82      Les chefs de conclusion du requérant tendant à la condamnation de la BEI à lui payer ses frais d’avocat doivent être analysés comme une demande de condamnation aux dépens.

83      La BEI quant à elle, tout en soulignant qu’elle n’ignore pas que la pratique du Tribunal, de même que celle des autres juridictions de l’Union, est de réserver les dépens lorsqu’il statue en référé, fait valoir qu’il n’y aurait aucune disposition du règlement de procédure qui imposerait d’attendre l’issue de la procédure au principal pour statuer sur les dépens relatifs à la procédure en référé. Or, face à des demandes dépourvues de tout fondement en droit comme celles en cause ici, il apparaîtrait préférable de condamner la partie perdante aux dépens dès l’issue de la procédure en référé pour décourager l’introduction de toute demande téméraire.

84      Il y a lieu de rappeler que l’article 86 du règlement de procédure prévoit qu’il est statué sur les dépens dans l’arrêt ou l’ordonnance qui met fin à l’instance, ce qui s’entend comme étant la décision mettant fin à l’instance au principal (ordonnance du président du Tribunal du 14 juillet 2010, Bermejo Garde/CESE, F‑41/10 R, point 91).

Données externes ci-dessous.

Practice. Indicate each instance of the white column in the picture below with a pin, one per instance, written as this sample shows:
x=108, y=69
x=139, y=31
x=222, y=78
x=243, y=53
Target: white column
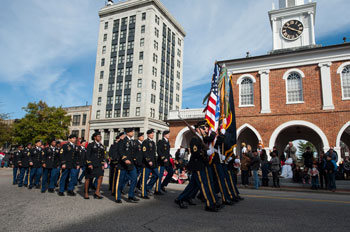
x=326, y=83
x=265, y=91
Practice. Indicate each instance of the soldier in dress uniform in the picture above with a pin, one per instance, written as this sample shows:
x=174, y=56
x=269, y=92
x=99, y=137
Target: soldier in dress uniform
x=163, y=150
x=15, y=162
x=82, y=155
x=35, y=161
x=95, y=165
x=48, y=164
x=70, y=164
x=138, y=157
x=150, y=164
x=199, y=179
x=113, y=156
x=126, y=168
x=24, y=166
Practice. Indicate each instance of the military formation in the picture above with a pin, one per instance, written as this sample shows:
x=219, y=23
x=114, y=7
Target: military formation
x=139, y=163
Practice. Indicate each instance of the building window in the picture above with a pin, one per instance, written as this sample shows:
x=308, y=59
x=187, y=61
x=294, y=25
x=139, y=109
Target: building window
x=117, y=113
x=126, y=113
x=84, y=120
x=154, y=85
x=155, y=58
x=109, y=100
x=138, y=97
x=108, y=113
x=345, y=82
x=76, y=120
x=246, y=92
x=118, y=99
x=140, y=69
x=111, y=87
x=127, y=84
x=294, y=88
x=127, y=98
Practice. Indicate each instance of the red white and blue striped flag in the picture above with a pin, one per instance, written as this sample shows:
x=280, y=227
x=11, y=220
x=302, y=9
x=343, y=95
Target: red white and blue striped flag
x=212, y=114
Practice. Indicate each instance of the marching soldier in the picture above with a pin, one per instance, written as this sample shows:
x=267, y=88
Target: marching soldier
x=24, y=165
x=48, y=164
x=199, y=179
x=126, y=167
x=15, y=162
x=113, y=156
x=70, y=166
x=95, y=165
x=35, y=161
x=163, y=149
x=82, y=155
x=150, y=164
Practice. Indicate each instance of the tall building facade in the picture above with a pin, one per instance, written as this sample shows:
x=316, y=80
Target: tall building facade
x=139, y=68
x=299, y=91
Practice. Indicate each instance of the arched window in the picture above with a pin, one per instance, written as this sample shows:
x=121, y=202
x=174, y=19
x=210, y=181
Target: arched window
x=345, y=78
x=294, y=88
x=247, y=92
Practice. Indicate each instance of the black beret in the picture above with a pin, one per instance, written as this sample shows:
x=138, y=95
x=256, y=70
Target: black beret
x=72, y=136
x=140, y=134
x=128, y=130
x=166, y=132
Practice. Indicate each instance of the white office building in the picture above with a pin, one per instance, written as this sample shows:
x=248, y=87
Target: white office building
x=139, y=68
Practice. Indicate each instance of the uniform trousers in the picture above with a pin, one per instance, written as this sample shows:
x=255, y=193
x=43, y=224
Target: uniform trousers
x=24, y=174
x=35, y=175
x=73, y=178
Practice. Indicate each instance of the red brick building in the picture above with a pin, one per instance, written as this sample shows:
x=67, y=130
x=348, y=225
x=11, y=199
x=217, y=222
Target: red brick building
x=298, y=91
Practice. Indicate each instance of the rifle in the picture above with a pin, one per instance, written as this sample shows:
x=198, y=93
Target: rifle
x=205, y=146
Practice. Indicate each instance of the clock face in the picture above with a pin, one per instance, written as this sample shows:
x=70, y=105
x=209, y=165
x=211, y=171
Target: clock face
x=292, y=29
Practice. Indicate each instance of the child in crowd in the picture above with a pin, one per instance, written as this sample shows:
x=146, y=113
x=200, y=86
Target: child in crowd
x=313, y=172
x=306, y=176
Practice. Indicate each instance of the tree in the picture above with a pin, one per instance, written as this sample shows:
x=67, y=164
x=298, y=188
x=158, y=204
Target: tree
x=41, y=122
x=302, y=145
x=5, y=130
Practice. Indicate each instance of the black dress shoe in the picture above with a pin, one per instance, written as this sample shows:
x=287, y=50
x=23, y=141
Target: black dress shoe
x=71, y=193
x=97, y=196
x=181, y=204
x=211, y=209
x=190, y=202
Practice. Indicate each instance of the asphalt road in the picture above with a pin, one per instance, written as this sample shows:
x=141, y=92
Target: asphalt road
x=29, y=210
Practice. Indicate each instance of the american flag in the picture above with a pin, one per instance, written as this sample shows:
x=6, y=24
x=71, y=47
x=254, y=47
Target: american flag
x=213, y=108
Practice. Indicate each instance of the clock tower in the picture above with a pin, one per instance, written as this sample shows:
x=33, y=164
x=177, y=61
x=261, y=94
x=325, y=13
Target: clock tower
x=293, y=25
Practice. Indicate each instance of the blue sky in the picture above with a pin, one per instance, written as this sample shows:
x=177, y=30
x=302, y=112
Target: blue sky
x=48, y=48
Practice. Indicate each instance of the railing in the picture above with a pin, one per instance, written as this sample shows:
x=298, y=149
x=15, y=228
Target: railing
x=186, y=114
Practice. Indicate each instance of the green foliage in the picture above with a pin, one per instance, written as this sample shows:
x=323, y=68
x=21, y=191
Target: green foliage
x=5, y=130
x=41, y=122
x=302, y=145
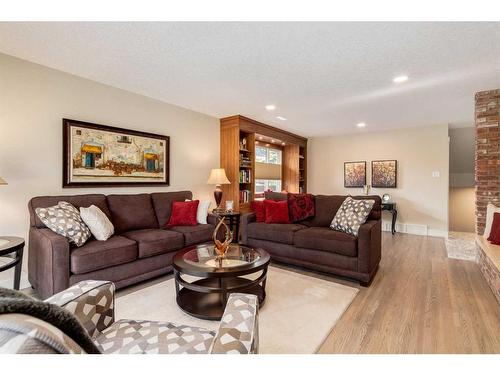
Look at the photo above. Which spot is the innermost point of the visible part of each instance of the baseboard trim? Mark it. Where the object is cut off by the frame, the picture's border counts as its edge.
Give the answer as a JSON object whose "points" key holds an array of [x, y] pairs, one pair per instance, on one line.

85      Par suite, il y a lieu de réserver les dépens.

Par ces motifs,

LE PRÉSIDENT DU TRIBUNAL DE LA FONCTION PUBLIQUE

ordonne :

1)      Les demandes en référé dans les affaires jointes F‑95/10 R et F‑105/10 R sont rejetées.

2)      Les dépens sont réservés.

Fait à Luxembourg, le 15 décembre 2010.


Le greffier

 

      Le président

W. Hakenberg

 

      P. Mahoney


* Langue de procédure : le français.